We Were Not Always Like This
I went out with the boys to celebrate saving my worthless job. The boys were in a rare state, waving arms even with drinks, sloshing on each other with gusto. During the third round, brass knuckles appeared on the bar, courtesy of Randy, my closest friend and the most disconnected from reality. Maybe we were all on board for a fight as soon as we saw those knuckles, a symbol of our angry youths before the suburbs. We were the boys because we were the boys who had made it: rural and urban weak but suburban strutters. Randy eyed a group of pretenders and flashed his brass. The cops came so quickly we hardly earned the cuffs. Later, in the station, Randy cried, on the hook for his weapon of minor destruction. I tried to be sorry, too. Yet I felt only wonder at our idea of pleasure. “Bring the boy,” I said on the phone, sensing a lesson in testosterone. The wifely woman brought only make-up. A black eye was a matter of Shu Uemura to her. I wondered how much we could hide from each other if we wanted it mutually.
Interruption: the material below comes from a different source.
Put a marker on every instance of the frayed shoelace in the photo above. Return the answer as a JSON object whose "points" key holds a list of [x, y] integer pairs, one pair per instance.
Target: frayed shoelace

I Told the Boy the Gloves Wanted to be Together
We got a babysitter for the boy. It was the first time the wifely woman and I had been able to go out for a while. I kept fooling around on her but didn’t want to. She had bailed me out of jail. I wanted this date to prove something. I’d made a reservation at the Coliseum of restaurants. People battled their food for survival and we laughed about the murder faces they made before they let their salads have it. She stole a cloth napkin for her Scrap Book of Our Happiness. Out in the cold, she bundled against me, and I didn’t mention she’d lost a glove; I wanted her skin. She didn’t mention it either. Then later she sewed a replacement from the napkin, saving the shreds, so she had two mismatching gloves that somehow matched. When the boy saw, he wanted the same, but I wouldn’t let him throw out the pair he already owned.
The white girl slipped the hairband around my two wrists and let her hair lick my chest. For an hour, she had been using the band as a prop. I had been thinking about the boy’s thick look as I dropped him at his new kindergarten. The boy and I had an understanding. His permanence wasn’t permanence. The white girl and I had the same understanding. Nobody would talk. I could bust out of the band but I stayed put, all about pretend. Then in the corner yawned yellow eyes. The white girl’s lips brushed goose bumps, and it took me a minute to ID the glow. “You got a cat,” I said. She said, “You have a cat and a son.” I tried to remember to pull away before a hickey. I winged my elbows out and the band sprang across the room, the cat springing after it. The white girl pulled her lips with two fingers to make sure the frown stayed. I wasn’t expecting it when the cat fetched the band back like a poodle. “You got a dog,” I said as she rebound my wrists.